Picking up this theme, Janet Davies, the Royal College of Nursing’s director of nursing and service delivery, said an “army of nurses” was also needed to implement the Caldicott2 report.

This called for a better balance between information governance and information sharing to support patient care.

Davies, who sat on the panel that led to the report, said nurses had already influenced Caldicott2.

“We took evidence, like a health select committee, and were able to have some group sessions with nurses,” she told another packed keynote session. “We got some great information from them.

“They told us that current information governance arrangements meant they were being prevented from communicating with their patients in the best way. They also told us they couldn’t share information between health and social care, and that sharing with the independent third sector was really problematic.”

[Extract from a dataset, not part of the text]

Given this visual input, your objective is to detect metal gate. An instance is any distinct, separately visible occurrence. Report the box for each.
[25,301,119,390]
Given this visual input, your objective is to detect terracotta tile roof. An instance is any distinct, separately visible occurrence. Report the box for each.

Indeed, she said that one of the key principles of the final report – “the duty to share information can be as important as the duty to protect patient confidentiality” – had been suggested by a nurse.

“It was you that made a difference to the report,” she told delegates, “but I still need you,” She invited anyone interested in helping in implementation to e-mail her.

Changing attitudes at all levels

Picking up one of the main issues of the conference, Davies said Caldicott2 had shown that nurses are now willing to be at the heart of the IT and information agenda.

“Some of the [Caldicott2] panel were maybe not as enthusiastic about the nurse sessions as they might have been with ones with medical colleagues,” she confided.

“But they were blown away. The way nurses could articulate what the issues were really impressed them. I would never have doubted it for a minute, but it was great to turn other people’s opinions around.”